How Much Does Childbirth Cost?
The Cost to Give Birth in the US Will Make Your Jaw Hit the Floor
From the physical recovery to the emotional shift it takes to welcome a new baby into the world, giving birth can be one of the most stressful and emotional times in a woman's life. The act of giving birth is hard enough, so you'd think hospitals would cut us a little slack when it comes to the cost for putting our bodies through hell, right? Wrong. In addition to taking home a new bundle of joy, many families will also leave with a medical bill north of $10,000.
According to International Federation of Health Plans, the average cost of a vaginal delivery is $12,290, and the cost of a C-section (which is roughly 30 percent of all deliveries) is $16,907. Considering that about four million babies are born each year, that's a lot of money going into the cost of giving birth. And extended stays in the hospital, like for preemies and jaundice, can really make that bill add up.

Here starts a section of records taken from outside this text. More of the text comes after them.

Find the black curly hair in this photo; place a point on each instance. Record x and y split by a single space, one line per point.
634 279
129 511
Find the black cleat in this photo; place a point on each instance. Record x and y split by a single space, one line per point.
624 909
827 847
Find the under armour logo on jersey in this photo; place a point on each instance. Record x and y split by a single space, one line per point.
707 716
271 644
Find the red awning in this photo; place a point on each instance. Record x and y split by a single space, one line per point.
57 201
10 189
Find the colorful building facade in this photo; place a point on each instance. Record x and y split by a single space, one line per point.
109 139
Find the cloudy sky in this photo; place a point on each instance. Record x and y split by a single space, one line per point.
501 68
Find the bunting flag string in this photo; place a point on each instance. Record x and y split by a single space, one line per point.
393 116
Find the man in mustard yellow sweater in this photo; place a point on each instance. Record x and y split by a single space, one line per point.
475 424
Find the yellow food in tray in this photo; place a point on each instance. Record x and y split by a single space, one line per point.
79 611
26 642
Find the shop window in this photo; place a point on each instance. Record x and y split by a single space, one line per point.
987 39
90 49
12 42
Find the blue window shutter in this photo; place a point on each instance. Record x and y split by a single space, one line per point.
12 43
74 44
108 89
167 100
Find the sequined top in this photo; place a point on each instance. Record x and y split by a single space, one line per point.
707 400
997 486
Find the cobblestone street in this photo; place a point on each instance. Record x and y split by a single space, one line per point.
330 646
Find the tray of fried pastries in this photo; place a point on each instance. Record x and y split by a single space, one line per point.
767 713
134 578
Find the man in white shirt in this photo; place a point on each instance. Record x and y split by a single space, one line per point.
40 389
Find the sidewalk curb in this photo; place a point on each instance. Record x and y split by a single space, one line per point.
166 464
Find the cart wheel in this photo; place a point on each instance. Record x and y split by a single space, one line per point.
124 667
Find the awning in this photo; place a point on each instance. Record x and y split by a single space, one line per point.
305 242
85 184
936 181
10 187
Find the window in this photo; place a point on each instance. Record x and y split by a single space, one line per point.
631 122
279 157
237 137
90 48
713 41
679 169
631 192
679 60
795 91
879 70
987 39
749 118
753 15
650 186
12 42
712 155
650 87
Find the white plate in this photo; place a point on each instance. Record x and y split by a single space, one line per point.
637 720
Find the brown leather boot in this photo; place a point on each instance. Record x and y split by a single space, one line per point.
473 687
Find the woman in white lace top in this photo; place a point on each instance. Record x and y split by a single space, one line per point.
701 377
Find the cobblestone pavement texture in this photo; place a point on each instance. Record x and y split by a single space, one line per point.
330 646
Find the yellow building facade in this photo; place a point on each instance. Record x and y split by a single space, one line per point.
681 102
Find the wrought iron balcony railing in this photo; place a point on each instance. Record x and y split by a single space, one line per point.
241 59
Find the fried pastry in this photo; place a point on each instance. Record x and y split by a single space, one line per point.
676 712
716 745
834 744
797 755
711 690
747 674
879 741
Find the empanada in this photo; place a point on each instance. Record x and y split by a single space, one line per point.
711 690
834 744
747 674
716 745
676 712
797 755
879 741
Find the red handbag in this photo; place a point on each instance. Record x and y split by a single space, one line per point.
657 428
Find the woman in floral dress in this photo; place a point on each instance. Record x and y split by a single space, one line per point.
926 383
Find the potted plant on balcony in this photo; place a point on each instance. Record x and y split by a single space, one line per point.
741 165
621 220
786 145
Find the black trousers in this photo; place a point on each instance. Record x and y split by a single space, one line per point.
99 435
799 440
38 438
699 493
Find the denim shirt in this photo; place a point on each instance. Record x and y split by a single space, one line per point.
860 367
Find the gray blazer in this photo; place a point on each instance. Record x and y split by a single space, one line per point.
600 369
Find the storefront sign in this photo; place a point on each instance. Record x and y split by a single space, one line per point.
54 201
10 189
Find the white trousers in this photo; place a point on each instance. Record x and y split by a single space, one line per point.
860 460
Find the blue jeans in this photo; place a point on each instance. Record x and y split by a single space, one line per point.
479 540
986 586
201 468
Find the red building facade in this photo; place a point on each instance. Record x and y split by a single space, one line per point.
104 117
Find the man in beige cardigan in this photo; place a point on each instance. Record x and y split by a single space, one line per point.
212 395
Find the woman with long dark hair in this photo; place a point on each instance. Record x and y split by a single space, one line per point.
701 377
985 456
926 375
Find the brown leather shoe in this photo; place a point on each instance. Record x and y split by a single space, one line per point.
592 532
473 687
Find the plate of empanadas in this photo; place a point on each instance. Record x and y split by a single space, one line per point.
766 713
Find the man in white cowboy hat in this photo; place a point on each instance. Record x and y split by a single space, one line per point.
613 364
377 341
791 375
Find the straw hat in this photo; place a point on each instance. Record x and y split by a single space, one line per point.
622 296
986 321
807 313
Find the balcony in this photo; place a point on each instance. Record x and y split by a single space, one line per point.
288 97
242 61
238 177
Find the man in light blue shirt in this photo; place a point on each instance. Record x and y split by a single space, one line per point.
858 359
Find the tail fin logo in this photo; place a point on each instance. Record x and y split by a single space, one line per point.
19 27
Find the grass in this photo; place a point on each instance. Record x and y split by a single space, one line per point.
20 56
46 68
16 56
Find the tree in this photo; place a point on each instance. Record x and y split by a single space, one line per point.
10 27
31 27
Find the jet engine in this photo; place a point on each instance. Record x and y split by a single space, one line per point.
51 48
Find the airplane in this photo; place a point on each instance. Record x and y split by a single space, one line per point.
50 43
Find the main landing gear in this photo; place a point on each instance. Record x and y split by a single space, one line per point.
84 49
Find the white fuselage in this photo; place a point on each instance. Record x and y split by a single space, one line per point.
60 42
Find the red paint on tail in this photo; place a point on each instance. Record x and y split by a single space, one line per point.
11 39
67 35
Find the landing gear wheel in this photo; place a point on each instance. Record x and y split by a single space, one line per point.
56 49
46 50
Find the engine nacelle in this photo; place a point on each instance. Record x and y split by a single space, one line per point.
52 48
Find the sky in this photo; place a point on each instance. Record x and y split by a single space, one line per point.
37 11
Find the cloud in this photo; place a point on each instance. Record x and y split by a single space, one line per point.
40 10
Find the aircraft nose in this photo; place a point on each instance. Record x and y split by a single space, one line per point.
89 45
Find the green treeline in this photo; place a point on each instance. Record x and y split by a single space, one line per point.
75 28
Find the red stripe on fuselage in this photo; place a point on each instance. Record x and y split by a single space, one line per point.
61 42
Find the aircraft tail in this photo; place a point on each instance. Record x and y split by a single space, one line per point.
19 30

Some families choosing to cut costs (and cut out hospitals altogether) may opt for a more natural experience with a midwife at home. Using a midwife can cost anywhere between $1,500 and $5,000, depending on services requested and location. While that sounds like it might help save some money, since only a few health insurance companies cover home births, all of that money is paid to the midwife out of pocket.
Health insurance helps subsidize this fiscal pain, with some plans only having patients pay a hospital copay. Different plans, like having an HMO or a PPO, can drastically shift how much a woman has to pay to give birth. But no matter how much you can save, the US is the most expensive place in the world to give birth.